Italian-British journalist, editor, and writer

Cristina Patricia Odone (born 11 November 1960) is an Italian-British journalist, editor, and writer. She is the founder and chair of the Parenting Circle Charity. Odone is formerly the Editor of The Catholic Herald, Deputy Editor of the New Statesman. She is currently Head of the Family Policy Unit at the Centre for Social Justice.

==Early life==
Odone was born in Nairobi, Kenya, to an Italian father, Augusto Odone, and a Swedish mother. Her half-brother was Lorenzo Odone, after whom Lorenzo's oil is named.

Odone's father was a World Bank official, which led to the family regularly moving. Odone went initially to Marymount School, then later to the National Cathedral School, Washington, D.C. After her parents' divorce, Odone moved to Britain to go to St Clare's, a boarding school in Oxford.
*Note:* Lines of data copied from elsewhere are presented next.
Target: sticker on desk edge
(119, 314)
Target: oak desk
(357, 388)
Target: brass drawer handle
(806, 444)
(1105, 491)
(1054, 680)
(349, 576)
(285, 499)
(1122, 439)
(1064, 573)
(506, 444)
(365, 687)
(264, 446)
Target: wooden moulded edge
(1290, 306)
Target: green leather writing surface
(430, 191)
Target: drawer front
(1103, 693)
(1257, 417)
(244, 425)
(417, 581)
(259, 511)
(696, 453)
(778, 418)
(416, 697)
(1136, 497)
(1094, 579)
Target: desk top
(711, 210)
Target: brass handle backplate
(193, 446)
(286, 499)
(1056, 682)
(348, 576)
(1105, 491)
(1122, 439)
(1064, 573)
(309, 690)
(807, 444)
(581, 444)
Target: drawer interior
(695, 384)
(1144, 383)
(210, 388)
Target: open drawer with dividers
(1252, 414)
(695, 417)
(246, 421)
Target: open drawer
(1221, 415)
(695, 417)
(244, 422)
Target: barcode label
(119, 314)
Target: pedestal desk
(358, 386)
Odone studied French literature and history at Worcester College, Oxford.

==Journalist==
Odone edited The Catholic Herald from 1991 to 1995. Odone later worked for the World Bank in Washington, D.C., as an advisor to European companies. She resigned from The Catholic Herald to be able to finish her second novel, A Perfect Wife. In 1996, Odone became the television critic for The Daily Telegraph, a position she held for two years.

In 1998, Odone became deputy editor of the New Statesman. Odone resigned in November 2004. For six years Odone was a weekly columnist for The Observer. In 2005, Odone wrote and presented a Channel 4 documentary directed by David Malone called Dispatches: Women Bishops.

Following a dispute with Johann Hari while they were colleagues at the New Statesman, Odone commented that pejorative changes were made to her Wikipedia entry. It subsequently became apparent that Hari was responsible, using pseudonymous sockpuppet accounts to make edits attacking Odone and his critics.

A frequent contributor to radio and television debates, Odone is presently a columnist for The Daily Telegraph.

==Published works==
Odone has written four novels: The Shrine (1996), A Perfect Wife (1997), The Dilemmas of Harriet Carew (2008) and The Good Divorce Guide (2009) She contributed to Why I am still a Catholic (2005).

==Personal life==
Odone is married to Edward Lucas, a writer for The Economist magazine. The couple have one child; Lucas has two children from a previous marriage.